Role of a silicate phase in the reduction of iron and chromium and their oxidation with carbide formation during the manufacture of carbon ferrochrome

The reactions of reduction of chromium and iron from chromospinelide and the reactions of carbide formation from the reduced metals are separated in space in experiments performed on ore grains with an artificially applied silicate shell. It is found that the silicate layer that isolates spinelide fro direct contact with carbon takes part in the reactions of both reduction and carbide formation. Free carbon extracts oxygen anions from the layer at the contact surface with the formation of CO, and the forming anion vacancies transfer “excess” electrons to the iron and chromium cations in the spinelide lattice and reduce them. Free and carbide-fixed carbon extracts iron and chromium cations from the silicate layer, and carbides form on the surface. The cation vacancies and electron holes (high-charge cations) that form in the silicate phase under these conditions are involved in the oxidation of the metal reduced in spinelide and cause its dissolution in the silicate phase and the precipitation of lower carbides on the surface of the silicate phase. The structure that is characterized of carbon ferrochrome forms on the surface of the silicate phase. Carbide formation is slower than reduction because of higher energy consumed for the formation of high-charge cations and the transfer of cations from the spinelide volume to the outer surface of the silicate phase.
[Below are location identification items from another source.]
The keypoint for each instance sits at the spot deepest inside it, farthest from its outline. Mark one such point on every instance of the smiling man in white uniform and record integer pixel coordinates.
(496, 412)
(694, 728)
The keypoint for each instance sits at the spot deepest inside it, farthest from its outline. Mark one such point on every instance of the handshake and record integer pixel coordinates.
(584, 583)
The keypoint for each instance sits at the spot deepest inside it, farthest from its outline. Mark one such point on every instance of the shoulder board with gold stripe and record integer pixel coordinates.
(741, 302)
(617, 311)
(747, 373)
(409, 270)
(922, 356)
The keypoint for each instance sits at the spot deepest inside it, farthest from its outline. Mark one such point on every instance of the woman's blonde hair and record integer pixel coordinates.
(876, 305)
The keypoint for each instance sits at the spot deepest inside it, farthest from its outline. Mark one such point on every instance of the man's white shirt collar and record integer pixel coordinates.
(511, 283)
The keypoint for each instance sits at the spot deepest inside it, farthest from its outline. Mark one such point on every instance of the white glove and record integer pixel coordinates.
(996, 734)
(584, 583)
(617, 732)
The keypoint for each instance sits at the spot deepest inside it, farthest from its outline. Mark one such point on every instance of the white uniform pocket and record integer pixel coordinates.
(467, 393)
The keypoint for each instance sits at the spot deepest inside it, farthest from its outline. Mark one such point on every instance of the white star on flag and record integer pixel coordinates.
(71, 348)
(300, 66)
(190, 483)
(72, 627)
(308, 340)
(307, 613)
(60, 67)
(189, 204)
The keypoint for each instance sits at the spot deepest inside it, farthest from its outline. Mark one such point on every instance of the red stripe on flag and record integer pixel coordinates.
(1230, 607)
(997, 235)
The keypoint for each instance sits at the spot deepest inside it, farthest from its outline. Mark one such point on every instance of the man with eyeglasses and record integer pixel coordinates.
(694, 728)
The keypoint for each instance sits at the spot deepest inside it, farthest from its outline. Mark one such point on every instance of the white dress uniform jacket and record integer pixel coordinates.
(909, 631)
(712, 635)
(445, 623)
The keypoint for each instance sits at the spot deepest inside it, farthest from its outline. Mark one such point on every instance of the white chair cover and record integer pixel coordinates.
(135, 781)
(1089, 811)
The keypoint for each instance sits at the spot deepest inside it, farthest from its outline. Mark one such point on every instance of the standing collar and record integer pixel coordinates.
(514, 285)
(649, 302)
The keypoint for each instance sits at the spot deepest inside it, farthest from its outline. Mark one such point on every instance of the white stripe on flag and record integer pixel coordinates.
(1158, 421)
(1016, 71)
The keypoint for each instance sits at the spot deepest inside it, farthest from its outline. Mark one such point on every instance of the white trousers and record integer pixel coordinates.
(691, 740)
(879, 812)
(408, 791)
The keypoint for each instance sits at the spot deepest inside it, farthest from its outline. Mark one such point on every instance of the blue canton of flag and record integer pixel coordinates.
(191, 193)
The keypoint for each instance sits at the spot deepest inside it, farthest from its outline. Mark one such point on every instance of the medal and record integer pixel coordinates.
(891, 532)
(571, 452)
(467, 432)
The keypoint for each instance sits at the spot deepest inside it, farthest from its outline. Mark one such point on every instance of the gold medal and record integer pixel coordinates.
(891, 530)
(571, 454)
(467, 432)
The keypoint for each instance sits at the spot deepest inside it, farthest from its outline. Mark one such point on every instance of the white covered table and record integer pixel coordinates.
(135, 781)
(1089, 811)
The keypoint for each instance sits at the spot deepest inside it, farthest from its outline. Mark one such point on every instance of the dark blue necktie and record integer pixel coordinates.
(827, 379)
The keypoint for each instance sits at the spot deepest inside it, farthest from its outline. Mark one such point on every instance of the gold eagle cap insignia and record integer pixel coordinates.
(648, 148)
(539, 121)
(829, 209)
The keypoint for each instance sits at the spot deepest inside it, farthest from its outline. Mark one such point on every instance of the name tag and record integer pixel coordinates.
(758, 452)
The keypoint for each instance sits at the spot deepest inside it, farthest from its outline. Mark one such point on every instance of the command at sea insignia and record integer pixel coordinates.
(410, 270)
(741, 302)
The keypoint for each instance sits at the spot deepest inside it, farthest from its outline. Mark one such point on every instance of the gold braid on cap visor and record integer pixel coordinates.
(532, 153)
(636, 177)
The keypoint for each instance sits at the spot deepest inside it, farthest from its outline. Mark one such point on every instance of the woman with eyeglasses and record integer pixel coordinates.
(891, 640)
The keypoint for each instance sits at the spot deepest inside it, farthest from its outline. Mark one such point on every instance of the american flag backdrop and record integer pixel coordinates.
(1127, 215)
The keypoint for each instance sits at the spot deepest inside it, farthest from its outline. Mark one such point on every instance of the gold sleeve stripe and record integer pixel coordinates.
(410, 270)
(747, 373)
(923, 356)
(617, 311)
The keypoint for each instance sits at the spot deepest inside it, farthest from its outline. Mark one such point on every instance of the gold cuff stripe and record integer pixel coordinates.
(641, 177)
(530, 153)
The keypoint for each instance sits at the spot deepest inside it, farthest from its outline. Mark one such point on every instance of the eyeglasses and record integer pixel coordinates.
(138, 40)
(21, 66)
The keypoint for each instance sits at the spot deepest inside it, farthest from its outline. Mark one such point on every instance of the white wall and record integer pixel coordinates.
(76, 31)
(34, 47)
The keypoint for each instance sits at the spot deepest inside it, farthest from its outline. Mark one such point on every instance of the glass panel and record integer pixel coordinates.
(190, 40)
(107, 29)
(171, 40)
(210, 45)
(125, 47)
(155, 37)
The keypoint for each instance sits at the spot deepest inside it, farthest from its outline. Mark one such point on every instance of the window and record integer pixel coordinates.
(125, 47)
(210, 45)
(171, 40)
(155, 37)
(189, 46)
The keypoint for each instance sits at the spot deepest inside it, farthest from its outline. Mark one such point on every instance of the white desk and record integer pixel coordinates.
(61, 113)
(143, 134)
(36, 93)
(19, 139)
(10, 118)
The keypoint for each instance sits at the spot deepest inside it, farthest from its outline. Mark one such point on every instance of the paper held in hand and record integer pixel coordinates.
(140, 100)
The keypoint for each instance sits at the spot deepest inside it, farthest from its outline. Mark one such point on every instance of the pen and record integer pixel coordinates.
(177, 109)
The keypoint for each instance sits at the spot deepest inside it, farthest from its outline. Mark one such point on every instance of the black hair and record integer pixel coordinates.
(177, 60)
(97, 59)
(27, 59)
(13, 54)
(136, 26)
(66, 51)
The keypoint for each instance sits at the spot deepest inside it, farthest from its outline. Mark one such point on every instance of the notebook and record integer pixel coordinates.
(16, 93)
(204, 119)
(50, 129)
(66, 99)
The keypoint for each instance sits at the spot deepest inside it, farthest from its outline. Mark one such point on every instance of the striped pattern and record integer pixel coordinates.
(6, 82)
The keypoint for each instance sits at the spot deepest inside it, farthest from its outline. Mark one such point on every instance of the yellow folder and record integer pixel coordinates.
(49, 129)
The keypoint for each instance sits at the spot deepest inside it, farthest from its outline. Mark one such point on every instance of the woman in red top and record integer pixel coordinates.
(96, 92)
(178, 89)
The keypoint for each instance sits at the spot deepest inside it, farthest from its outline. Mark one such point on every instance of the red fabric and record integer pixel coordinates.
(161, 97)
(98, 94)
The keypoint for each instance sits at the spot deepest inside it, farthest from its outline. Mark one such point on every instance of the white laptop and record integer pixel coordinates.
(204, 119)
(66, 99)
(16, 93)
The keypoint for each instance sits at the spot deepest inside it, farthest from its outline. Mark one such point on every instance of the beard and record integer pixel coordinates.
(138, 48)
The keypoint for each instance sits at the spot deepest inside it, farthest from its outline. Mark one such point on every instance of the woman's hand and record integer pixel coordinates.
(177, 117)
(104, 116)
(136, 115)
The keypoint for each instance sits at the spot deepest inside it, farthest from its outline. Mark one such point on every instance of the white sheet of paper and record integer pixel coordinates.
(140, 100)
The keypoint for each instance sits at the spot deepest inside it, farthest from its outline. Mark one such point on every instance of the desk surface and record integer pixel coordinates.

In the absence of a silicate layer, a carbide shell blocks the contact of carbon with oxides, which leads to the stop of reduction and, then, carbide formation. In the presence of a silicate (slag) shell around a spinelide grain, the following two concentration galvanic cells operate in parallel: an oxygen (reduction) cell and a metal (oxidation) cell. The parallel operation of the two galvanic cells with a common electrolyte (silicate phase) results in a decrease in the electric potentials between spinelide inside the silicate phase and carbon and carbides on its surface, and each of the processes is significantly facilitated and accelerated. In other words, the production of carbon ferrochrome is accelerated.